Dia dos Povos Indígenas: escutar é reconhecer saberes e protagonismo

19/04/2025 10:38

Por Natália Mello e Samantha Mendes, sob supervisão da jornalista Carla Fischer 

Foto capa: Marcelo Camargo/Agência Brasil

Uma data comemorativa marca o dia 19 de abril uma vez ao ano desde 1943, mas são mais de 500 anos de luta pelo reconhecimento de propriedade de território, pelo respeito à diversidade étnica e pela valorização dos saberes ancestrais dos povos indígenas. Hoje, pouco mais de 300 etnias que ainda resistem dentre as cerca de 1.500 que existiam no Brasil do cocar carregam o simbolismo desse título e buscam ocupar, cada dia mais, instâncias de decisão política, na literatura, no jornalismo, na ciência, na educação e onde mais quiserem. No Dia dos Povos Indígenas, o que eles exigem é muito simples: respeito e escuta.

Pesquisadora da UFPA, Lorena Esteves

Amplificar as vozes dos povos indígenas é o primeiro passo para possibilitar o protagonismo desses grupos nos espaços de poder, na contramão do rastro de silêncio e apagamento históricos deixados pela colonização. Mas, segundo a pesquisadora Lorena Esteves, autora da tese de doutorado “Ativismo de mulheres indígenas em ambientes digitais: diálogos sobre (de)colonialidades e resistências comunicativas”, a medida das opressões é proporcional ao processo de resistência desses povos.

“Assim como as opressões são interseccionais, os processos de resistência também o são. Quando eles estão resistindo a uma opressão que recai sobre o território, também estão resistindo à opressão sobre o corpo e o espírito. E é muito importante entendermos o que eles denominam de dimensão sagrada, que é uma unidade feita do território, corpo e espírito, entendendo isso como uma coisa só, uma relação de comunhão entre essas três dimensões. Então, quando falam das opressões sobre o território, também estão falando das opressões sobre o corpo e sobre o espírito", explica a jornalista. 

A pesquisa de Lorena mostra que o processo de resistência ganhou novo impulso com a apropriação das tecnologias nos espaços digitais. Lorena acompanha a atuação de comunicadoras indígenas no Acampamento Terra Livre desde 2020 e evidencia que “as redes sociais têm sido fundamentais para mobilizar, denunciar, disseminar informações e estabelecer conexões com outros povos e que esta forma de comunicação faz parte da luta”, o que mostra como o território digital tem sido integrado às estratégias de enfrentamento das opressões coloniais.

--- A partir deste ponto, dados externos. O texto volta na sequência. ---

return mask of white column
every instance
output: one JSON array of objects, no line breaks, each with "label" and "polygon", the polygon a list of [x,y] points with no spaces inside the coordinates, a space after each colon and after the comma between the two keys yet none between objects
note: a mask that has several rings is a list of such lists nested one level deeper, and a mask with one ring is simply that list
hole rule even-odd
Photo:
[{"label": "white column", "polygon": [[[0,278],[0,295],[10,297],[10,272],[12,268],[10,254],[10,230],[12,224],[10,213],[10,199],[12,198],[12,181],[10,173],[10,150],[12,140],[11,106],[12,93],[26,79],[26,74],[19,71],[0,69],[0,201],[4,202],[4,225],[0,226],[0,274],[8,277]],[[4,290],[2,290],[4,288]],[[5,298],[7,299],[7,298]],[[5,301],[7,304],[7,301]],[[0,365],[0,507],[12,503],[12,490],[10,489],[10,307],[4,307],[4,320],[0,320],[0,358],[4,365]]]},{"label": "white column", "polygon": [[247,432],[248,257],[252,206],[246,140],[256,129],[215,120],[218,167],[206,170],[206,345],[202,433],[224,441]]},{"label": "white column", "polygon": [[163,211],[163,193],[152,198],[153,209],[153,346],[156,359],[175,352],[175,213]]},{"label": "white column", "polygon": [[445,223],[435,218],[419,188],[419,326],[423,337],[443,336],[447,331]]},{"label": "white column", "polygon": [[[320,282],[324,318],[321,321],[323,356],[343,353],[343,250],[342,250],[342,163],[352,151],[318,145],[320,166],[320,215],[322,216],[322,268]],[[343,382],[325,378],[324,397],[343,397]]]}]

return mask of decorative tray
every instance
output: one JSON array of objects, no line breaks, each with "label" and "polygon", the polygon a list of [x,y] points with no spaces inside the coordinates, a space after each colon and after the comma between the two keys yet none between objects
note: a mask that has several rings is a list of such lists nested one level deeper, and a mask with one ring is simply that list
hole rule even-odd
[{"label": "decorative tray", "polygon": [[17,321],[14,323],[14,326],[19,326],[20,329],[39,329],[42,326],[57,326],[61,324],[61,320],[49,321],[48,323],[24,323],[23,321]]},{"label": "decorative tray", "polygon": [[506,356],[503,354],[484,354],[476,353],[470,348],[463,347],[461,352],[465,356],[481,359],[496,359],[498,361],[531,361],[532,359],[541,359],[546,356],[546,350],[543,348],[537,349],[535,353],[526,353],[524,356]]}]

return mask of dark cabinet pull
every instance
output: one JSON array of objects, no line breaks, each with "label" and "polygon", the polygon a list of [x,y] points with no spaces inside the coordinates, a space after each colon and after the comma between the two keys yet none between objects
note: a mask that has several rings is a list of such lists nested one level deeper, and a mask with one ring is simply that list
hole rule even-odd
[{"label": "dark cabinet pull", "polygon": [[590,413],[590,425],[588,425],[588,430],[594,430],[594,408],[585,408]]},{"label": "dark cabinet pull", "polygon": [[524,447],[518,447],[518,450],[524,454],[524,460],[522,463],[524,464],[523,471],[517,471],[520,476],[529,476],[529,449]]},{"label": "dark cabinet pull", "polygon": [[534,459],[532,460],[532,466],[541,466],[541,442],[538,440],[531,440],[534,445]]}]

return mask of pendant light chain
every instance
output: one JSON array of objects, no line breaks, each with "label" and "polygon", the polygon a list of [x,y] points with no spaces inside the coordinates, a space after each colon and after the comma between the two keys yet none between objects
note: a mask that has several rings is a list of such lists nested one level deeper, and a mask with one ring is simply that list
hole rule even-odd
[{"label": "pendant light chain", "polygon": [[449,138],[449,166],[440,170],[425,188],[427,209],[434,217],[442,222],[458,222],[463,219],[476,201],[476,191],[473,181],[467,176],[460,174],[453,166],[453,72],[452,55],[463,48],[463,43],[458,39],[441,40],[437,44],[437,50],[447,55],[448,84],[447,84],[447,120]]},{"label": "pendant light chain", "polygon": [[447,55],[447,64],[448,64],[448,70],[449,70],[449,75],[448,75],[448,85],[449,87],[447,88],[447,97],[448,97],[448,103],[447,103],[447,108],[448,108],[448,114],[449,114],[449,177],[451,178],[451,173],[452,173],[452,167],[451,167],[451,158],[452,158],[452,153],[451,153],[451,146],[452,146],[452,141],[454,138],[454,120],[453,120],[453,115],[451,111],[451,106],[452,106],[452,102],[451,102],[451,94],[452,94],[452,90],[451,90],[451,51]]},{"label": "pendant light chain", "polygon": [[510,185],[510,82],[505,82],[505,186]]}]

Por fim, a jornalista lembra a importância das tecnologias para mobilização desses povos, que utilizam os meios para fazer denúncias, para compreender o que está ocorrendo com outros povos, para vocalizar e amplificar suas vozes para além de seus territórios, e para trazer informações do mundo para dentro de onde vivem. “A tecnologia tem papel fundamental na centralidade dos processos de resistência", diz . “O Brasil precisa conhecer mais sobre as mulheres e os povos indígenas. Temos muito que aprender sobre a coletividade, sobre a não exploração, a não monocultura dos afetos e dos recursos, e só vamos fazer isso escutando, lendo e buscando informação com fontes indígenas", conclui. 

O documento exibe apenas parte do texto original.